Music Industry Heavyweights Sign Open Letter for Gun Control
As House Democrats participated in a 24-hour sit-in to try and force votes on gun control, Billboard magazine has spearheaded an open letter to U.S. Congress calling for an end to gun violence.
So far, nearly 200 artists and music executives have signed it in an act of support.
Musician Joan Jett was the first, followed by Lady Gaga. Over the next few days, they were joined by a vast array of big-name artists and industry leaders like Alicia Keys, Barbra Streisand, Beck, Billy Joel, Calvin Harris, Carole King, Diplo, Jennifer Lopez, John Mellencamp, Katy Perry, Kid Cudi, Macklemore, Michael Stipe, Sia , Selena Gomez, Stevie Nicks; CEOs like Spotify’s Daniel Elk and Big Machine’s Scott Borchetta and other industry managers and heavyweights such as L.A. Reid, Russell Simmons and Scooter Braun.
It’s not just American musicians who have joined the movement; British artists like Paul McCartney, Ringo Starr and Radiohead’s Thom Yorke all signed, as well.
Here’s the Billboard letter in-full:
As leading artists and executives in the music industry, we are adding our voices to the chorus of Americans demanding change.

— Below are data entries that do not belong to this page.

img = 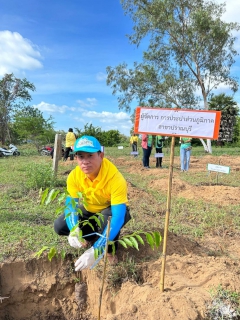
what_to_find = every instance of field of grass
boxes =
[0,146,240,262]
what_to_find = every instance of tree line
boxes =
[0,74,128,150]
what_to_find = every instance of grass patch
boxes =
[0,146,240,263]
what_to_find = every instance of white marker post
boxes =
[134,107,221,292]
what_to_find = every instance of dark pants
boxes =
[132,143,137,152]
[54,205,131,253]
[142,147,152,168]
[63,147,72,160]
[156,148,162,168]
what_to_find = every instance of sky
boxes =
[0,0,240,136]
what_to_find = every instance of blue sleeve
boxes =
[93,203,127,249]
[64,196,78,231]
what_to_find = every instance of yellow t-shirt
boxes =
[67,158,128,213]
[66,132,76,148]
[130,136,138,144]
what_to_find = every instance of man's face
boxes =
[76,152,103,179]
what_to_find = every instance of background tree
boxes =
[12,106,55,151]
[107,0,239,152]
[0,73,35,144]
[209,93,239,143]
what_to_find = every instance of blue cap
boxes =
[73,136,101,153]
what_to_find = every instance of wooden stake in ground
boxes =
[160,137,175,292]
[98,217,111,320]
[53,134,62,176]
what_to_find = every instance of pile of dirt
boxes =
[0,155,240,320]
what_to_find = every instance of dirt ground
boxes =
[0,155,240,320]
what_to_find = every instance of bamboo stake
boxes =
[98,217,111,320]
[160,137,175,292]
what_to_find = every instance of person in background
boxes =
[63,128,76,161]
[180,137,192,172]
[142,134,153,169]
[155,136,163,168]
[130,133,138,157]
[54,136,131,271]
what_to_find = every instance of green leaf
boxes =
[34,246,49,258]
[146,232,154,250]
[45,189,59,206]
[41,188,49,205]
[60,250,66,260]
[58,193,67,203]
[118,240,127,249]
[108,241,116,256]
[153,231,162,248]
[134,234,144,245]
[129,237,139,250]
[122,238,133,247]
[81,220,94,231]
[89,215,101,228]
[48,247,57,261]
[55,206,66,215]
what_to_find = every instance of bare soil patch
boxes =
[0,155,240,320]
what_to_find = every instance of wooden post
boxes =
[160,137,175,292]
[53,133,62,176]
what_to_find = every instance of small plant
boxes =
[25,163,56,190]
[206,285,240,320]
[36,188,162,260]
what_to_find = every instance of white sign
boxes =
[155,153,164,158]
[208,163,230,173]
[134,107,221,139]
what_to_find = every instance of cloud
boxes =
[77,98,97,108]
[82,111,130,123]
[33,101,76,114]
[0,30,42,76]
[96,72,107,81]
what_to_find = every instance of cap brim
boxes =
[74,147,101,153]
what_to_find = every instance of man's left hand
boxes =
[75,247,95,271]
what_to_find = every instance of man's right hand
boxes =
[68,228,86,249]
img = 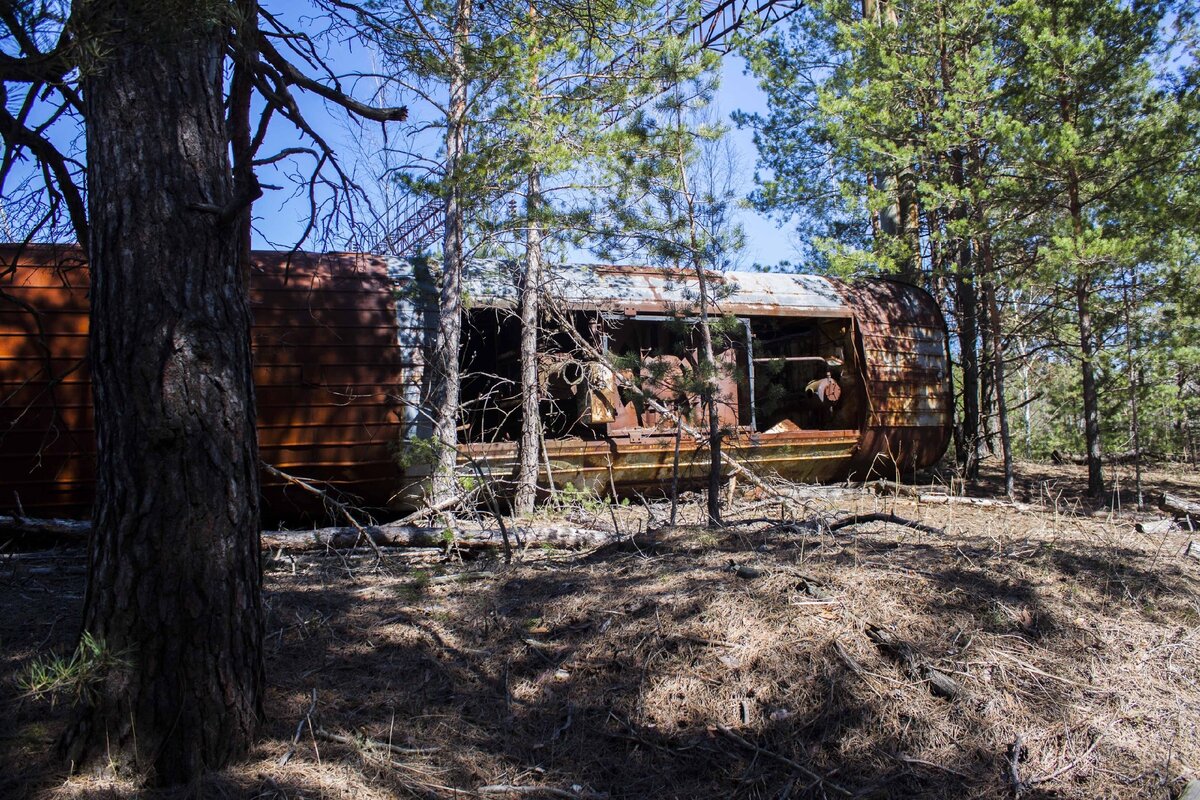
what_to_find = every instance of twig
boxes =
[1025,733,1104,786]
[278,686,317,766]
[476,783,608,800]
[1008,734,1027,800]
[892,756,971,781]
[262,462,383,560]
[313,728,442,756]
[716,724,853,798]
[829,513,946,536]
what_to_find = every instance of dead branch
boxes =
[312,728,442,756]
[0,516,609,555]
[1158,492,1200,519]
[263,523,616,551]
[1050,447,1154,467]
[0,515,91,543]
[260,462,379,555]
[1025,733,1104,786]
[716,724,854,798]
[866,622,965,700]
[829,513,946,536]
[1134,519,1178,534]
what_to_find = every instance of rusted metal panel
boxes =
[408,260,853,318]
[0,248,953,517]
[0,247,96,516]
[460,431,860,495]
[0,247,412,517]
[841,279,954,477]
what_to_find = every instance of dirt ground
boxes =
[0,465,1200,800]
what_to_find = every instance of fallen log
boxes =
[0,515,91,542]
[263,525,619,551]
[1158,492,1200,519]
[0,516,619,552]
[829,513,946,536]
[1134,518,1178,534]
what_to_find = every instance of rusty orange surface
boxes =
[0,247,403,517]
[0,246,953,518]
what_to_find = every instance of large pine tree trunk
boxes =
[431,0,472,505]
[61,0,263,784]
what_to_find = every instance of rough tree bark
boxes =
[432,0,472,504]
[60,0,263,784]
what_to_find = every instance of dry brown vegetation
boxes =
[0,467,1200,800]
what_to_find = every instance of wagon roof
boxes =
[390,260,851,317]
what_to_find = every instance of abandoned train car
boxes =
[0,246,953,518]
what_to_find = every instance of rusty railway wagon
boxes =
[0,246,953,519]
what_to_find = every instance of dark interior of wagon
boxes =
[460,308,865,443]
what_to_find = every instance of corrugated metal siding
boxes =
[0,247,96,516]
[0,247,406,517]
[251,253,412,517]
[842,279,954,477]
[0,247,953,517]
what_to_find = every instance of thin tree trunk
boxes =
[983,278,1014,499]
[671,417,683,528]
[60,0,263,784]
[515,169,542,515]
[431,0,472,504]
[955,266,979,481]
[1075,275,1104,498]
[1064,163,1104,499]
[1123,272,1146,510]
[676,109,721,527]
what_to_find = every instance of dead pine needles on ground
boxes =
[0,467,1200,800]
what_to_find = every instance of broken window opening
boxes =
[458,308,866,443]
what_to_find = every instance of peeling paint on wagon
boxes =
[0,247,952,517]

Music always has been celebrated communally, on dance floors and at concert halls. But this life-affirming ritual, like so many other daily experiences—going to school or church or work—now is threatened, because of gun violence in this country.
The one thing that connects the recent tragedies in Orlando is that it is far too easy for dangerous people to get their hands on guns.
We call on Congress to do more to prevent the gun violence that kills more than 90 Americans every day and injures hundreds more, including:
Require a background check for every gun sale
Block suspected terrorists from buying guns
Billboard and the undersigned implore you—the people who are elected to represent us—to close the deadly loopholes that put the lives of so many music fans, and all of us, at risk.
One more note: in the wake of Christina Grimmie’s murder, the Pulse nightclub mass-shooting and November’s terrorist attack at a Paris concert hall - music venues, clubs and artists are re-evaluating and upping security measures as the summer tour season begins.